The Scrapbook was delighted a few weeks ago when The Weekly Standard published Gordon S. Wood’s review of a new collection of essays by Bernard Bailyn (“ History in Context: The American vision of Bernard Bailyn,” Books & Arts, February 23). To use a sports metaphor, this was a two-run homer: Bailyn, longtime professor of history at Harvard, is the dean of early American studies; and Wood, recently retired from Brown, is our leading authority on “the creation of the American republic”—the title of his classic 1969 study of the subject.

In The Scrapbook’s considered opinion, the essay was written with the customary insight and elegance that has earned Wood his Pulitzer and Bancroft prizes, the National Humanities Medal (from Barack Obama!)—even the enmity of Matt Damon’s character in Good Will Hunting.

The review, for the most part, considers the disconnected essays Bailyn has assembled to define and describe his approach to the challenge of history. But because his narrative technique—in Bailyn’s words, “redirecting [history] from established channels into new directions, unexplored directions, so that what was once vague or altogether unperceived is suddenly flooded with light, and the possibilities of a new way of understanding are suddenly revealed”—is currently out of fashion in the academy, Wood takes the occasion to describe Bailyn’s mastery (“[H]e has transformed every aspect of the subjects he touched—from the social basis of colonial politics to early American educational history to the origins of the American Revolution to early American immigration”) and deplore current trends in the profession.

“It’s as if academics have given up trying to recover an honest picture of the past,” Wood writes, “and have decided that their history-writing should become simply an instrument of moral hand-wringing. .  .  . College students and many historians have become obsessed with inequality and white privilege in American society. And this obsession has seriously affected the writing of American history.”
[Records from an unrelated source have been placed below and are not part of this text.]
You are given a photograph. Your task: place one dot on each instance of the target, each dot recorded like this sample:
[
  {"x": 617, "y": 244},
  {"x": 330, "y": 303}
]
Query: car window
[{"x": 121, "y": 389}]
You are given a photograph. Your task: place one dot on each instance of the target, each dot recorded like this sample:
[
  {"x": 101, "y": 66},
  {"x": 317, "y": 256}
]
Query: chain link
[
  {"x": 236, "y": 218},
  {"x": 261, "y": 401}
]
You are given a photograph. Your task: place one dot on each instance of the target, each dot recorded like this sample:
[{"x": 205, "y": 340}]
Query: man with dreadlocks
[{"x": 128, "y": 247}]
All of this, of course, should be obvious to any student of the subject, and the consequences of politicizing history are evident for all to see: a growing ignorance about American origins, hostility to learning about them, and the reflexive habit of judging the behavior of people in the distant past by contemporary standards. This has had the effect not only of distorting our understanding of American history, but of alienating students from an appreciation of their country’s rich heritage.

And as if on cue, the Internet seems to have exploded in response. For the next week or two, Twitter accounts and academic blogs were consumed in scholarly rage at Wood’s apostasy, and in terms—“Gordon Wood’s train-wreck of a Weekly Standard article”—that suggest his essay was singularly effective. To be sure, there were strong political components to the outbursts, and most comments seem to have emanated either from junior faculty members feeling their oats or peripheral campus types (“TheTattooedProf”) well below Wood’s league.

Still, The Scrapbook takes some quiet satisfaction in the spectacle—in the rancorous debates about American history and the lessons of our national past, The Weekly Standard furnished a wise, authoritative voice that needs to be heard. Better yet, if we measure the violence of any response to its cause, Gordon Wood’s reflections on Bernard Bailyn’s achievements may be read for some time to come.